Turkey’s Protestants increasingly fear deportation
Protestant pastors and their families in Turkey increasingly fear deportation as tensions have been growing between the Turkish government and the country's Christian community, Deutsche Welle reported on Saturday.
DW said that the case of the U.S. citizen Joy Anna Crow Subasigüller illustrated that religious freedom is in jeopardy in Turkey.
Subasigüller has been in Turkey for 10 years. She married to a Turkish man and they have three children who are Turkish citizens. But she is facing deportation after Turkey's migration department refused to renew her residence permit - without providing any specific explanation - she told DW.
She suspects Turkey's decision to deport her has to do with her husband, Lütfü Subasigüller, who works as a Protestant pastor in Turkey’s capital city of Ankara. He told DW that members of the country's Protestant community or their spouses have been labelled as threats to national security, but added: "We are people who pray for our country, we do not threaten the national interest."

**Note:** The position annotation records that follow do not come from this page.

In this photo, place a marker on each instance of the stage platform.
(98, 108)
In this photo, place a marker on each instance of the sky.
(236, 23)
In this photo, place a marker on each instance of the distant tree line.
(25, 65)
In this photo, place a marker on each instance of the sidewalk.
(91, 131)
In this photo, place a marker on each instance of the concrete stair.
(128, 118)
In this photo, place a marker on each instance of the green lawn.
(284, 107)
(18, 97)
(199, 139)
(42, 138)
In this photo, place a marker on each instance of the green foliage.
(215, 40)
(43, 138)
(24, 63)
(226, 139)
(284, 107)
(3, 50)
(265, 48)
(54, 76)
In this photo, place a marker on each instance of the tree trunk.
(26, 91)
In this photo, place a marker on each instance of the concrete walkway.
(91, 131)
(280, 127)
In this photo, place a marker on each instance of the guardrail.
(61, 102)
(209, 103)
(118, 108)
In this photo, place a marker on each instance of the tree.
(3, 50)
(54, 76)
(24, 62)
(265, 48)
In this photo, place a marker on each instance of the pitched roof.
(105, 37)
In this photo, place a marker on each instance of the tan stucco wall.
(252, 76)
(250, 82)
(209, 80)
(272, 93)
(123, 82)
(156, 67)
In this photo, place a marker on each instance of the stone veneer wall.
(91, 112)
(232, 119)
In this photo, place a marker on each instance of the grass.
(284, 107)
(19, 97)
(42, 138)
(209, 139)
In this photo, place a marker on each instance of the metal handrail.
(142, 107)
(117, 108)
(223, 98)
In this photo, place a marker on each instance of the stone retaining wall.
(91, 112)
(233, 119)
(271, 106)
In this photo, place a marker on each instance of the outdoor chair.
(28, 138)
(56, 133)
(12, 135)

Turkey has been making it increasingly difficult for Protestant foreigners, or foreign spouses of Christian Turks, to remain in the country since 2019. Members of the country's Protestant community believe the crackdown is partly explained by the jailing of U.S. pastor Andrew Brunson by the Turkish authorities.
Timur Topuz, president of the Istanbul Protestant Church Foundation (IPKV), told DW that Protestant pastors are facing growing hostility in Turkey – with 35 of them currently experiencing problems with their residency permits. Since their family members are usually affected as well, this means around 100 members of the community are facing difficulties, he told DW.
"Since the Brunson incident, all Protestant pastors are treated with suspicion," Topuz said.